FLICKR, HILDGRIMUpdate (July 13): Dehnavi and his family were sent back to Iran after being held at Boston’s Logan International Airport by US Customs and Border Protection (CBP) for several hours earlier this week.

“This individual was deemed inadmissible to the U.S. based on information discovered during the [customs] inspection for reasons unrelated to the [Trump administration’s] Executive Order,” the CBP says in a statement reported by several news outlets, including the Boston Globe.

According to the Associated Press and other media outlets, Iranian state television showed footage today of Dehnavi serving as the head of a student branch of a voluntary paramilitary militia in Iran, several years ago.

The television report also included a comment from Dehnavi, the Associated Press reported: “The topic of our research was health and saving ill people fighting cancer from this dangerous disease, but they didn’t allow us entry, despite, as I...
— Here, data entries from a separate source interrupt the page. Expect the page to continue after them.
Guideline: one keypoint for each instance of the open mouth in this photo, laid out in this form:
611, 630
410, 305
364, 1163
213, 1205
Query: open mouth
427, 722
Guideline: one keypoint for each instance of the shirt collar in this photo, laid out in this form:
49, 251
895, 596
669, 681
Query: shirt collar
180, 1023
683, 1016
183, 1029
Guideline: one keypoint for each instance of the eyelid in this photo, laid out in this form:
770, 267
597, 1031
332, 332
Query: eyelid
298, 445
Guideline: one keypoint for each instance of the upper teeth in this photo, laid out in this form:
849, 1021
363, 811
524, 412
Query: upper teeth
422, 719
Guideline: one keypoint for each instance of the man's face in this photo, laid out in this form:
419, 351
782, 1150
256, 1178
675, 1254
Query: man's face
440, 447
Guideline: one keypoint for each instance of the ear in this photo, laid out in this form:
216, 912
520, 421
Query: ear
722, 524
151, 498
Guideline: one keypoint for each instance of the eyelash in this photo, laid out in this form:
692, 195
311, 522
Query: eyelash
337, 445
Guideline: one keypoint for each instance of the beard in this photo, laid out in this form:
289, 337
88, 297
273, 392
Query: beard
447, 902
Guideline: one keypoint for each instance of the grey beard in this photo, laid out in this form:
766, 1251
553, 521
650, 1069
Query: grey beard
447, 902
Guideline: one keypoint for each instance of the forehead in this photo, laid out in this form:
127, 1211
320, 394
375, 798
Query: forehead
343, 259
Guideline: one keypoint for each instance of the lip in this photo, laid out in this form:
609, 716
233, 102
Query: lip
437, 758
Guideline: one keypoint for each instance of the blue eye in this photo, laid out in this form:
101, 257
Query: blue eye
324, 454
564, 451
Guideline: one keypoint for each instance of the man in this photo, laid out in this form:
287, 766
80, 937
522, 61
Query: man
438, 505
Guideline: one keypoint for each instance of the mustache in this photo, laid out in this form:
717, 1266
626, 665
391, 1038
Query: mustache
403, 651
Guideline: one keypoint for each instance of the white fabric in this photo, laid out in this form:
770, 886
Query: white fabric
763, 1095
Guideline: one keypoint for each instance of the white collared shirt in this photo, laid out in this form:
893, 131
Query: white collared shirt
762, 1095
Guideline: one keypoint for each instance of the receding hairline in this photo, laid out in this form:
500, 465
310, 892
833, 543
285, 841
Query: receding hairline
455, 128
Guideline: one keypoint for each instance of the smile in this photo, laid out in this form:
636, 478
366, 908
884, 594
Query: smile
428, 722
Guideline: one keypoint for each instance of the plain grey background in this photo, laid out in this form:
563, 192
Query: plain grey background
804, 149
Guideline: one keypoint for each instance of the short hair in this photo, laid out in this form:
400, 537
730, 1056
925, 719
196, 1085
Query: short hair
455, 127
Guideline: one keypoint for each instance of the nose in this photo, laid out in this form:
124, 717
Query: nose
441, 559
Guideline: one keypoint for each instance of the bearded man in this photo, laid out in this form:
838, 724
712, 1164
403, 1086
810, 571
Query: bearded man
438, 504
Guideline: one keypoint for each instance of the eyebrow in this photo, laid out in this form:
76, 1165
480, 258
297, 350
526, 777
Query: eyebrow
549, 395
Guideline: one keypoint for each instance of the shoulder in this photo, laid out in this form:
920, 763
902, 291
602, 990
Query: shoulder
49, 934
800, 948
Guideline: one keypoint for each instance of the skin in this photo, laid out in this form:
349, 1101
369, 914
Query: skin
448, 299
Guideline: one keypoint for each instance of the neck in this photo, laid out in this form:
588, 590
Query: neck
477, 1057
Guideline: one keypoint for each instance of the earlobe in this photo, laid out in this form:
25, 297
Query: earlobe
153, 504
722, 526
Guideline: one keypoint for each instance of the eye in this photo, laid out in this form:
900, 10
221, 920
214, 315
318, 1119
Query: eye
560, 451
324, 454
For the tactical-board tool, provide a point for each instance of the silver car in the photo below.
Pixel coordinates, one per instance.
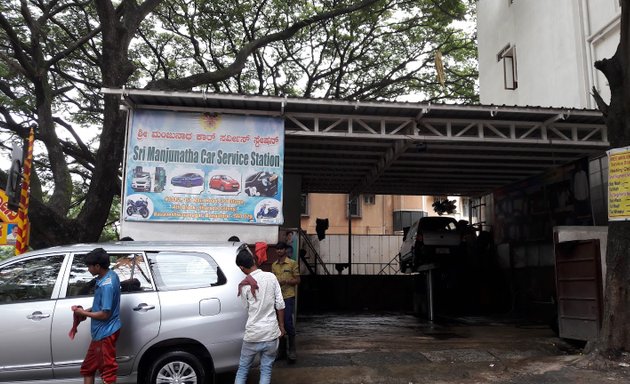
(182, 320)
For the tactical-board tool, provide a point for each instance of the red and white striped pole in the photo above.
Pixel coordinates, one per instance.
(21, 242)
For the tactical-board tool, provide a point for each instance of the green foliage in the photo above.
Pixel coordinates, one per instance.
(55, 57)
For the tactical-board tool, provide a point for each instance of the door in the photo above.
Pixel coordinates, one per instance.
(579, 289)
(26, 308)
(139, 311)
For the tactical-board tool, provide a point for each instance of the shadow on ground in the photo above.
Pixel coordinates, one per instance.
(399, 348)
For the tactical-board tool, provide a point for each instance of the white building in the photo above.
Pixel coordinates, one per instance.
(541, 52)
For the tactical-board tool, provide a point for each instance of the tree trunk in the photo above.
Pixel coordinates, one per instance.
(615, 332)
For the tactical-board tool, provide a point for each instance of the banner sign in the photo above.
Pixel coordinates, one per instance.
(619, 184)
(8, 221)
(204, 167)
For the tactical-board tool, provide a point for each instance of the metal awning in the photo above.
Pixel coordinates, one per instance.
(405, 148)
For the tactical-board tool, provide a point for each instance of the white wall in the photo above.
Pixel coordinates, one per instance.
(556, 43)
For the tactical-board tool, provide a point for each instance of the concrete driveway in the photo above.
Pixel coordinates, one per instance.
(398, 348)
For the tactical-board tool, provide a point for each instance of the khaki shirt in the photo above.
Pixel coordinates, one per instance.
(288, 269)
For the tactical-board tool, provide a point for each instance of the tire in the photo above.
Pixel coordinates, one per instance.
(177, 367)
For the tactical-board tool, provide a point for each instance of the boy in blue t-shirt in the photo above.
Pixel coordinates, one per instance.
(105, 315)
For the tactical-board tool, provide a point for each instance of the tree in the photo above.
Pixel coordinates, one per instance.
(615, 335)
(55, 56)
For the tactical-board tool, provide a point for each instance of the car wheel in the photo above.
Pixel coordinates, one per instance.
(177, 367)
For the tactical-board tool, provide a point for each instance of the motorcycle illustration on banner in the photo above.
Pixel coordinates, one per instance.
(267, 210)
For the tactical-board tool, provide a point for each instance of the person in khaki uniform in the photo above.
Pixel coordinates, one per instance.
(288, 274)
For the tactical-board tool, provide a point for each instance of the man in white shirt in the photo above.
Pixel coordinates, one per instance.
(261, 295)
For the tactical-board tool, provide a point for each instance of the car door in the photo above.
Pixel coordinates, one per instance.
(27, 291)
(139, 311)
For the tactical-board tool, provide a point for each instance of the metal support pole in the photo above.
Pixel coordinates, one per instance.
(349, 238)
(430, 292)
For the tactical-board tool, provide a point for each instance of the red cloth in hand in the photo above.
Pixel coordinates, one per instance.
(75, 321)
(248, 280)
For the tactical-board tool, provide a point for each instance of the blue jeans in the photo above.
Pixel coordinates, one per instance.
(267, 351)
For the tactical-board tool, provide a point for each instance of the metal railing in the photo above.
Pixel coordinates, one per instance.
(363, 268)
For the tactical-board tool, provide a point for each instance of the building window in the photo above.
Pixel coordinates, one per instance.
(508, 56)
(304, 204)
(405, 219)
(354, 207)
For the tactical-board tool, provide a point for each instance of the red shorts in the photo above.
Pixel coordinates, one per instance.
(101, 356)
Officials have detained an Iranian cancer researcher at Logan International Airport in Boston since yesterday (July 10). His wife and three young children travelled from Iran with the scientist, Mohsen Dehnavi, who was hoping to start work as a visiting scholar at Boston Children’s Hospital.

“Boston Children’s hopes that this situation will be quickly resolved and Dr. Dehnavi and his family will be released and allowed to enter the U.S.,” Rob Graham, hospital spokesperson, tells STAT.

Dehnavi’s detention comes after the US Supreme Court upheld last month a twice-revised executive order from President Donald Trump that sought to ban travel to the U.S. for residents of several Muslim-majority countries, including Iran. The Court ruled, however, that current visa holders would be allowed to travel to and from the U.S. and that “a worker who accepted an offer of employment from an American company or a lecturer invited to address an American audience” would also be exempt from the travel ban. This alteration to the Trump travel ban gave international researchers some hope that they’d be able to travel freely to the U.S.

See “Supreme Court Reinstates Trump Travel Ban

According to the Boston Globe, Dehnavi was entering the U.S. on a J-1 visa—commonly issued to students and other academics studying or working at American universities—that he had secured back in May. It’s not clear whether the travel ban is to blame, but as STAT notes, the president of the president of the National Iranian American Council holds the policy responsible.

A friend of Dehnavi, Boston Children’s researcher Mohammad Rashidan, tells STAT that officials at Logan International told him the Iranian scientist and his family would likely be sent back to Iran today and would need to complete further paperwork before being allowed into the U.S. “I don’t really know what the source of the problem is,” Rashidan, who was supposed to pick up the Dehnavi family at the airport yesterday, tells STAT. “They were so worried.”

Editor’s note (July 13): The headline and subhead of this article were updated to include news of Dehnavi’s return to Iran.